Last year ended on a high note for Tom Martin, president of T.H. Martin Inc. in Cleveland, Ohio, after he was awarded Contractor of the Year at the annual Sheet Metal and Air Conditioning Contractors’ National Association’s (SMACNA) Convention. Martin has been president of SMACNA’s Cleveland branch since 2014. In addition to being involved with various initiatives at a local level, he has nationally championed the sheet metal industry involved in the areas of education, training and recruitment.
“It ultimately it all helps our business,” says Martin. Here, he talks about navigating the ups and downs of the sheet metal industry and shares why he’s still a team player.
Your grandfather was a sheet metal worker and your father started T.H. Martin in 1985. Was the sheet metal industry always your career plan?

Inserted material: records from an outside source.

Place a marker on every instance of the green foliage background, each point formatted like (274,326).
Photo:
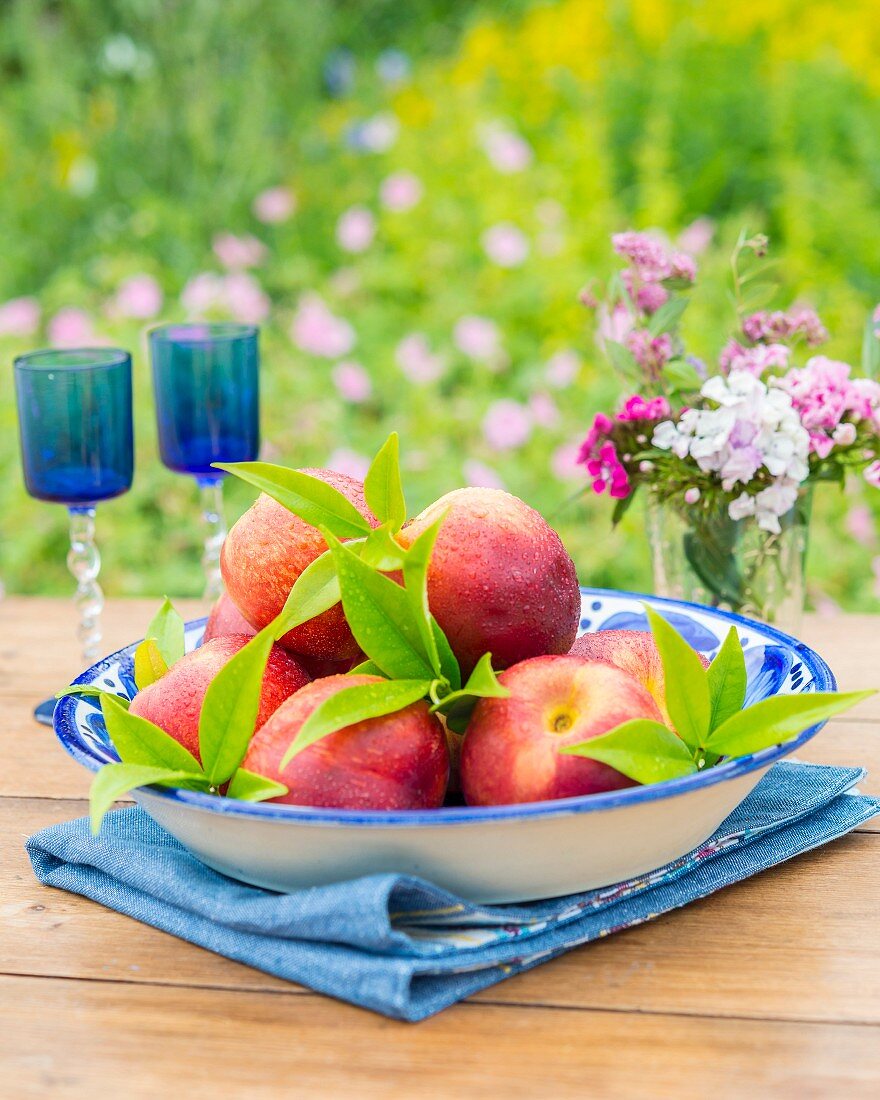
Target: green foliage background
(642,113)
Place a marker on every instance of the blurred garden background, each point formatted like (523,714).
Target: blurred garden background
(408,196)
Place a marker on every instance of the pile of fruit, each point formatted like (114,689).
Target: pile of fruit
(352,663)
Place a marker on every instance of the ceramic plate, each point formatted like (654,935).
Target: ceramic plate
(487,854)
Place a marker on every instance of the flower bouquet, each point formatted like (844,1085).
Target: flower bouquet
(728,457)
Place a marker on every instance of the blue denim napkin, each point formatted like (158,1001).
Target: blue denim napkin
(406,948)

I actually majored in health and human services, so I was planning on looking at other options.
My dad winded up securing a major job at the Cleveland Hopkins airport and needed a project manager. The fact that I’ve been around a sheet metal shop all my life, I knew a lot of the key people; I knew a lot of our employees. I drove the truck. I swept the shop. So at that time when I graduated, he was really looking for some help on the project manager side, so I got into a project management role as soon as I graduated.

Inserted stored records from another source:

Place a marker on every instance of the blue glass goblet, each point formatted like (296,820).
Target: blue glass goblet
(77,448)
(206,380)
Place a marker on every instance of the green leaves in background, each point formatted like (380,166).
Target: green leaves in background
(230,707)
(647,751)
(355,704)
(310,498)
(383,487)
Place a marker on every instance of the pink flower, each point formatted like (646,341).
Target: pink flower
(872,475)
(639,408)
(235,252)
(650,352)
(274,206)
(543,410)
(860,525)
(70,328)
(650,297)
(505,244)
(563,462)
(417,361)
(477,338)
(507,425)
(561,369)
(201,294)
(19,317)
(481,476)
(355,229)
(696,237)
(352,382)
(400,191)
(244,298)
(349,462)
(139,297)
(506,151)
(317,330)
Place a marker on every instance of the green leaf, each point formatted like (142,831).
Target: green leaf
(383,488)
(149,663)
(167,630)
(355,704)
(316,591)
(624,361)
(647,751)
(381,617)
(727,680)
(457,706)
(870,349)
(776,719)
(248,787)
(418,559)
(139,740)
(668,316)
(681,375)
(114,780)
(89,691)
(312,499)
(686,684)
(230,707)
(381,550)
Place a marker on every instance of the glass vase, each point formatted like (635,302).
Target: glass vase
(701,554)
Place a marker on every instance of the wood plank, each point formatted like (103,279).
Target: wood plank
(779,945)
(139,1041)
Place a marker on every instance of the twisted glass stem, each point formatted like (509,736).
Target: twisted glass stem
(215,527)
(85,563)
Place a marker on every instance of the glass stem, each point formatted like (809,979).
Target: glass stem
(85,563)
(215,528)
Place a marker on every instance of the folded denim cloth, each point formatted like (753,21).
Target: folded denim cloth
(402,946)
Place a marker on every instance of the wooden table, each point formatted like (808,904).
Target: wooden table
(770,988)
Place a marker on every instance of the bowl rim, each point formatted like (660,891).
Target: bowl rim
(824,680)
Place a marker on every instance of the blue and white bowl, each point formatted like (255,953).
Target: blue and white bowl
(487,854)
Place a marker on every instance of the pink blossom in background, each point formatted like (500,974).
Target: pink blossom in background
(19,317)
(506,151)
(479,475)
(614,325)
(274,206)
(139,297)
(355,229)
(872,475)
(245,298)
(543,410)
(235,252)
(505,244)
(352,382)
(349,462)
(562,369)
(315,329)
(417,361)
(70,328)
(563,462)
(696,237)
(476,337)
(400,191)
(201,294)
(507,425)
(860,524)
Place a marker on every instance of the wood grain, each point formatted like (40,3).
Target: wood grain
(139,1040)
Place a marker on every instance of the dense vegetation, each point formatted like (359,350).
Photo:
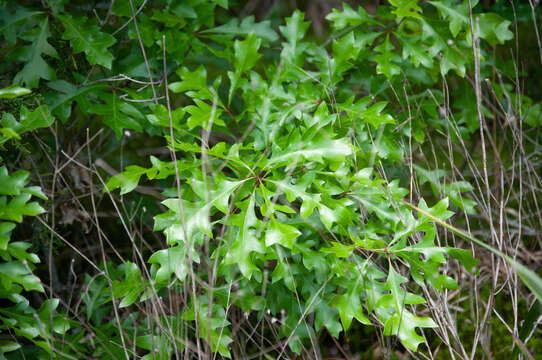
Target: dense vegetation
(228,179)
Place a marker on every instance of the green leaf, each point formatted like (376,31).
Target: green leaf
(38,118)
(316,149)
(348,17)
(202,113)
(12,184)
(35,67)
(89,39)
(456,14)
(5,233)
(295,27)
(279,233)
(17,273)
(418,55)
(406,8)
(403,323)
(492,28)
(245,57)
(13,91)
(173,260)
(349,307)
(245,241)
(385,58)
(126,180)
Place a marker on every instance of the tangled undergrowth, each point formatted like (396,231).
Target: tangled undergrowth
(214,179)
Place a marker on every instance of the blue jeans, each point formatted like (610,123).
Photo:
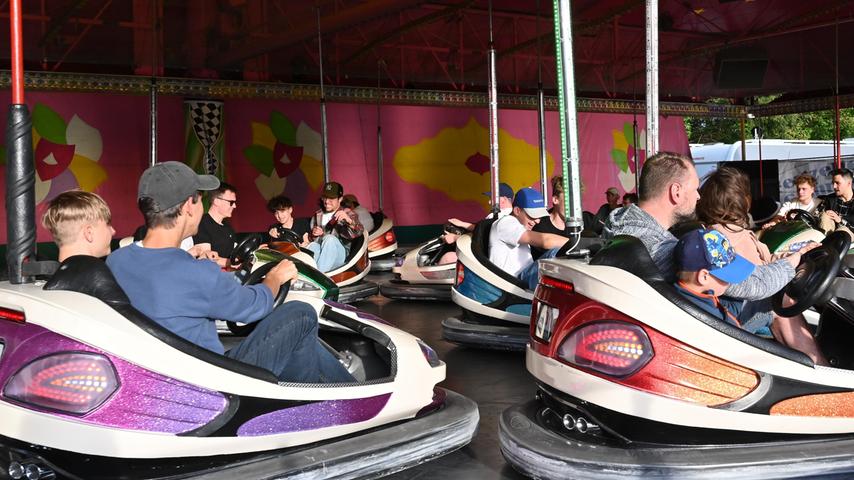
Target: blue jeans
(531,274)
(756,316)
(285,342)
(329,253)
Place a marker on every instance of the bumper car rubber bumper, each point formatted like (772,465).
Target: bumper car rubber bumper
(357,291)
(401,290)
(540,453)
(371,454)
(507,337)
(383,263)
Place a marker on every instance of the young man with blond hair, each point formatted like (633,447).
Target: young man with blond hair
(80,223)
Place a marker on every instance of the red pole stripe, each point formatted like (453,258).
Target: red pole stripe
(17,52)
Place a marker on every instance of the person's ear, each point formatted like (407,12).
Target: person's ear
(675,191)
(187,206)
(88,232)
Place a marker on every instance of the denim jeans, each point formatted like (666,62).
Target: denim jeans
(285,342)
(329,253)
(531,274)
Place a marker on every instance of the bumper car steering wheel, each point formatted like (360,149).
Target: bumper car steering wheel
(802,215)
(813,276)
(254,278)
(287,235)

Your business evolved from strictly sheet metal to being a full-service mechanical contractor. How did relationships play a role in this?
I think our business is still relationship driven, relationships with your vendors, your reps, your employees, other trades, construction managers, general contractors — it’s just a relationship business. To get the jobs done in a timely fashion and meet schedules, you have to collaborate, you have to work together.

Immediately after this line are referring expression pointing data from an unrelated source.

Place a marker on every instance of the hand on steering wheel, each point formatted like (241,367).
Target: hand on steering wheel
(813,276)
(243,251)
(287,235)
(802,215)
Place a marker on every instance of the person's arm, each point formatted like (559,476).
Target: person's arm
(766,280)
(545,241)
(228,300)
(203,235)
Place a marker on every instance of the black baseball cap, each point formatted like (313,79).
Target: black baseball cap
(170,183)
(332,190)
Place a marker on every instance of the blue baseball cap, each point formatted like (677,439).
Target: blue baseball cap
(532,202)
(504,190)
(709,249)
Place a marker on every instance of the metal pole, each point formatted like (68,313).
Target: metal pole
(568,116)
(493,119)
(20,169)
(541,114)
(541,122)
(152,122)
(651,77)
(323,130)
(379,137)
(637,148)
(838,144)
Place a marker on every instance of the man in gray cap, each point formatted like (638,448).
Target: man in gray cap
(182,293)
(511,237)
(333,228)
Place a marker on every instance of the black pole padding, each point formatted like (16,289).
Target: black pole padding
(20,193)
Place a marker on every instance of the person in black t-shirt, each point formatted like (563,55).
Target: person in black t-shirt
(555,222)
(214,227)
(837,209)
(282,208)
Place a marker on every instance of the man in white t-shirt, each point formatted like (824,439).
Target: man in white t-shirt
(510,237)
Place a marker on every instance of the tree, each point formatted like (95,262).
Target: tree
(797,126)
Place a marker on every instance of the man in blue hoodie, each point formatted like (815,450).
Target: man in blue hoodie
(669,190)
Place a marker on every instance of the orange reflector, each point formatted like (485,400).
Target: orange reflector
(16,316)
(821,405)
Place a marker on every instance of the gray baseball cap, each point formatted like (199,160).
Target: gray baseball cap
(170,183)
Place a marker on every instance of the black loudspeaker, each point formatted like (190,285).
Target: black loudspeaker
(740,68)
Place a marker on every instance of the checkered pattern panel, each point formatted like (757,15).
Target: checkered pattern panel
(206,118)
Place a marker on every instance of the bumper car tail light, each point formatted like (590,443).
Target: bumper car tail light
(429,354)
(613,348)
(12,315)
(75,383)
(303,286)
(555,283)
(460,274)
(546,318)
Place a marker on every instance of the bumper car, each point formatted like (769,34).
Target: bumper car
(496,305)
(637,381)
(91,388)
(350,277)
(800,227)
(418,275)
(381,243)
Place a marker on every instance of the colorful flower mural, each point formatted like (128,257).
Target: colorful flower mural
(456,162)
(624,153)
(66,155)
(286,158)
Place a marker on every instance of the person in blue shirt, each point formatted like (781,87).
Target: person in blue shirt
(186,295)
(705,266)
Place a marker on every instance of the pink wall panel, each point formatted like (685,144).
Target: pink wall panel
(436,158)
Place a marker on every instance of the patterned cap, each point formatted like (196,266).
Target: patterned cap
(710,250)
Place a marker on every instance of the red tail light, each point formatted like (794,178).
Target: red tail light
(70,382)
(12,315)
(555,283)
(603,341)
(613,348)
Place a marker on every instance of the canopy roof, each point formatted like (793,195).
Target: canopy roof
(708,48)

You mentioned that you went to Ohio University on a football scholarship as a free safety. Is this a football metaphor?
It reminded me of sports. You may not like everybody on your team, you may not get along with everyone on your team, but you got to find a way to work together to make the project be successful. So I like that aspect of it.
Considering everything you are involved with in the industry, it sounds like you are still a team player.
Absolutely. I am heavily engaged with SMACNA — especially when it comes to the resources that SMACNA provides in the areas of safety, business management, technical resources like how to fabricate, lean principles, those types of things. I can implement those resources back in our business. So, I am helping writing these manuals. So I do take pieces and parts back to our company and implement them where we see fit.
How have rising steel prices affected your industry?
With regards to tariffs, yes we see price upticks throughout this past year. As a contractor, you just have to make sure you are getting information about where prices are going to forecast and make sure you have your estimates covered. .
So, it goes back to your point of having good relationships.
Whoever you are buying your steel from, you have to make sure you are communicating and getting updates from them so you kind of know where the pricing is going for future bids and proposals.
What does T.H. Martin strive to communicate to its customer?
That we can offer a bunch of options in regards to pricing and designing, energy efficiency and equipment, if needed. We’re the experts on construction and how to build it. We can offer our contractors multiple ways of building it and with price points associated. And if you want to get into lean lead credits, energy efficiency, we can get into that, too.